Aujourd’­hui les pro­jets où Booz-Allen est enga­gé aux États-Unis et en Europe nous montrent que les entre­prises mettent acti­ve­ment en œuvre leurs stra­té­gies Inter­net – même si les modèles de B2B et les struc­tures sous-jacentes sont tout juste en train d’émerger :

  • » e‑Procurement  » pour gérer tous les pro­ces­sus d’a­chat et d’ap­pro­vi­sion­ne­ment d’un ache­teur cher­chant à réduire ses coûts admi­nis­tra­tifs et à obte­nir des rabais sur de gros volumes (basé par exemple sur les solu­tions d’A­ri­ba, SAP-Com­merce One ou Oracle),
  • » Ver­ti­cal Mar­ket­place « , ver­sion élec­tro­nique des mar­chés phy­siques où le site est un nou­vel inter­mé­diaire entre de mul­tiples ven­deurs et ache­teurs (par exemple Chip­Cen­ter dans les com­po­sants élec­tro­niques, ou e‑Chemicals dans les pro­duits chimiques),
  • » Mar­ket Maker « , site qui apporte une infor­ma­tion dyna­mique sur les prix, et per­met la vente ou l’a­chat de toutes sortes de biens, en concen­trant des ache­teurs et des ven­deurs, et en éta­blis­sant un envi­ron­ne­ment plus com­pé­ti­tif (comme Free­Mar­kets qui per­met de mon­ter les enchères pour un appel d’offres),
  • ou d’autres modèles actuel­le­ment en cours de définition…
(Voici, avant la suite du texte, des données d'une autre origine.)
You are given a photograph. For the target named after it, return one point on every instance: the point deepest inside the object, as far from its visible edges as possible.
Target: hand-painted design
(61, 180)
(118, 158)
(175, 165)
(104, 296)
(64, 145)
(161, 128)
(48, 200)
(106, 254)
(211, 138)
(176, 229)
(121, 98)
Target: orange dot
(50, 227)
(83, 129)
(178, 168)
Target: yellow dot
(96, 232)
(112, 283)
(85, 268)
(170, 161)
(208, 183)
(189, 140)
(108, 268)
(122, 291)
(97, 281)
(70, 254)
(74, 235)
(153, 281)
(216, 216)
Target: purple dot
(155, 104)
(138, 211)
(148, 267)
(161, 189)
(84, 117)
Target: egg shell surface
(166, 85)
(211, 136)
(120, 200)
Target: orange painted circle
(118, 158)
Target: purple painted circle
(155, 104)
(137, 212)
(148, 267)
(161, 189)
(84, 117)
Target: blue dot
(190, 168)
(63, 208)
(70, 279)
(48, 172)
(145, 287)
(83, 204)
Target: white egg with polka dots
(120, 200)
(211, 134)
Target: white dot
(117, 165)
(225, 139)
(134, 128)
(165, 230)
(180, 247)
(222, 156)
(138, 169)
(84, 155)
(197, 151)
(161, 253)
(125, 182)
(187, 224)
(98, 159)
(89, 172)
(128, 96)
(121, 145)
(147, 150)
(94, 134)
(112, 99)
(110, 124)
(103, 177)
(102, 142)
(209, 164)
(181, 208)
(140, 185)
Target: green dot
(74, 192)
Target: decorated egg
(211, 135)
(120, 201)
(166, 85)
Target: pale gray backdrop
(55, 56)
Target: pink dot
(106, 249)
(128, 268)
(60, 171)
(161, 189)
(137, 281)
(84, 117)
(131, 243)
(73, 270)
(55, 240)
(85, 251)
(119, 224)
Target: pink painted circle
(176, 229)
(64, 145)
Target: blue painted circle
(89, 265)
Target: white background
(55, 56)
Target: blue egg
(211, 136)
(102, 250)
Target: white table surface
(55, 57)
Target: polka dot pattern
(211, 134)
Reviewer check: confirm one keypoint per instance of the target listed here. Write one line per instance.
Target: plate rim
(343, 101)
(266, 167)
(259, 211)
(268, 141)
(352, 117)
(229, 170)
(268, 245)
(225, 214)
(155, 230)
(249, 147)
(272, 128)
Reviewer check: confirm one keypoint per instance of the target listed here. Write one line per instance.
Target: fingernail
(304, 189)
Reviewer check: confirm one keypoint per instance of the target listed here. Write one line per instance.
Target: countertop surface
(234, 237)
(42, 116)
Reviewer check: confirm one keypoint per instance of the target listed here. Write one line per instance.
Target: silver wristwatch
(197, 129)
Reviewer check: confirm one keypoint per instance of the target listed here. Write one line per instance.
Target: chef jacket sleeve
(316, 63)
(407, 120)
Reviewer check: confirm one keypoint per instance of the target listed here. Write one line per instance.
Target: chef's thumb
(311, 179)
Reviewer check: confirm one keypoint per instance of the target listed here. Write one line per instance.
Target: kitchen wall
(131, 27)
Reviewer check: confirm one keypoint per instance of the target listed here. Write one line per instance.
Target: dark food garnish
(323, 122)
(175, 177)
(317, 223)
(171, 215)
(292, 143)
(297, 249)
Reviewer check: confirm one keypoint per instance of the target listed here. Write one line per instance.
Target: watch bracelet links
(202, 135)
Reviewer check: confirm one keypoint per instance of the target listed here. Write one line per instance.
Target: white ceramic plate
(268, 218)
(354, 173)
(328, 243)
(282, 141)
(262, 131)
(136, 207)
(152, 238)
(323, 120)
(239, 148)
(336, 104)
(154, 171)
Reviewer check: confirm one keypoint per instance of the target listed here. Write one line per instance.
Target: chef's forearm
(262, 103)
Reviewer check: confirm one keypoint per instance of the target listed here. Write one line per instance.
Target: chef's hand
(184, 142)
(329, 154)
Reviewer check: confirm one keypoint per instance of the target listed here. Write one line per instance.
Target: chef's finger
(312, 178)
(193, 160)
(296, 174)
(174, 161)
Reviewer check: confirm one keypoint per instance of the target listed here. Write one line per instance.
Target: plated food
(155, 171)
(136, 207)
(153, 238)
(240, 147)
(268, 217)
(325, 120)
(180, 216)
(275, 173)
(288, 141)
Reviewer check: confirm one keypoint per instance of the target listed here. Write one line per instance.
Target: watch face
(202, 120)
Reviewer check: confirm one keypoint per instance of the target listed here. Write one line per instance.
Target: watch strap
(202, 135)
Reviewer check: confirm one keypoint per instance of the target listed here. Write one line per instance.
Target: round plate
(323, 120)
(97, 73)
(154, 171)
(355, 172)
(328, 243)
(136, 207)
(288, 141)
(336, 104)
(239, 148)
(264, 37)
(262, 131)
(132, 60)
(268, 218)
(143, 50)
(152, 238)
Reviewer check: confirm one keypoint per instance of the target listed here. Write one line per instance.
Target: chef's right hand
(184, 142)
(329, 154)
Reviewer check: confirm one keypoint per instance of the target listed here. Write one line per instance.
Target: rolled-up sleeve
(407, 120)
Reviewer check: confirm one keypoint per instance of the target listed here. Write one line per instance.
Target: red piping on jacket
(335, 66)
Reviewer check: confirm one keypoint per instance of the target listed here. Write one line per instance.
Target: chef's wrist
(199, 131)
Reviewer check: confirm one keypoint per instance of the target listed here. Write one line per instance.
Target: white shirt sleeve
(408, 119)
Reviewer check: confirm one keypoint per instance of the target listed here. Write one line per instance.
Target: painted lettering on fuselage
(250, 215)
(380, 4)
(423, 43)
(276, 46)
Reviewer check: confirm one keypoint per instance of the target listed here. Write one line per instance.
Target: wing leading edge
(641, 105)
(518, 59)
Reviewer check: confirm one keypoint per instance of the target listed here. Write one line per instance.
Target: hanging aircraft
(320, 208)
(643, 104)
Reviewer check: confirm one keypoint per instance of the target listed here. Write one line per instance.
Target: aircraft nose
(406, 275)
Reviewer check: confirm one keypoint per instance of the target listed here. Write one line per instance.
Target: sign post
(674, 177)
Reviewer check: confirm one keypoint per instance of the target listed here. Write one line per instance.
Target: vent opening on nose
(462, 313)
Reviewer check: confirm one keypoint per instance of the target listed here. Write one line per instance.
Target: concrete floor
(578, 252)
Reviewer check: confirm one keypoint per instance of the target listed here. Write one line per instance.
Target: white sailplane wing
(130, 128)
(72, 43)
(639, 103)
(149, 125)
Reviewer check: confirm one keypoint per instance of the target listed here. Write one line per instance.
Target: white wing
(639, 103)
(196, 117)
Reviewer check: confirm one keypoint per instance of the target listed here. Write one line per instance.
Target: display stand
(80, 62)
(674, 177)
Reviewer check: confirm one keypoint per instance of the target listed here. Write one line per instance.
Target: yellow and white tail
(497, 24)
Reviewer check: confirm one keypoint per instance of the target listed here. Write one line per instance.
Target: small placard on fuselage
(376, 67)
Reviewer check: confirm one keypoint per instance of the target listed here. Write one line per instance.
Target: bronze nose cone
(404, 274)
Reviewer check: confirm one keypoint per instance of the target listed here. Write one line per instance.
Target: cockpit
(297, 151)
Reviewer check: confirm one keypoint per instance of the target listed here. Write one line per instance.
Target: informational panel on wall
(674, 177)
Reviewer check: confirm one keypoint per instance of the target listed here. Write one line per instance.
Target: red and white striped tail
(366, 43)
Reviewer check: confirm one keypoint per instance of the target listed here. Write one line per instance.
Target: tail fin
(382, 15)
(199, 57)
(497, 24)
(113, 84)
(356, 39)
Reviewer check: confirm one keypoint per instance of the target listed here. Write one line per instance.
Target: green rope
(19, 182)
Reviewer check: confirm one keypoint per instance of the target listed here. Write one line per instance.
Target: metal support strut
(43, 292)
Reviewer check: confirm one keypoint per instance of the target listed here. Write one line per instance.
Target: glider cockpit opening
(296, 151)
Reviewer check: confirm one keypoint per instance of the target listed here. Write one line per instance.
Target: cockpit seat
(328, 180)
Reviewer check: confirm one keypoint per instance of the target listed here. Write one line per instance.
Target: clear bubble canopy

Les modèles fon­dés sur l’é­change atteignent presque leur matu­ri­té et cherchent à tout prix à s’é­tendre vers de nou­veaux ser­vices à valeur ajou­tée comme l’in­té­gra­tion de la chaîne d’ap­pro­vi­sion­ne­ment entre entre­prises ou la col­la­bo­ra­tion dans le déve­lop­pe­ment des produits…

Conclusion

Au fil de ces évo­lu­tions, dot.coms et géants devront sans cesse explo­rer de nou­veaux busi­ness models : par­ti­ci­per à cette course sans fin est bien moins ris­qué que de refu­ser de se lan­cer dans la com­pé­ti­tion. Dans la nou­velle éco­no­mie, le seul moyen de sor­tir vain­queur est de se lan­cer dans une suc­ces­sion de courses périlleuses mais exal­tantes et d’ac­cep­ter de se trans­for­mer sans cesse… Quels géants lea­ders de leurs mar­chés ont adop­té cet état d’es­prit jusque dans leur culture et dans leur pro­ces­sus de déci­sions ? Quelles dot.coms l’ont fait ? Les réponses à ces ques­tions per­met­tront de déter­mi­ner les vain­queurs de demain.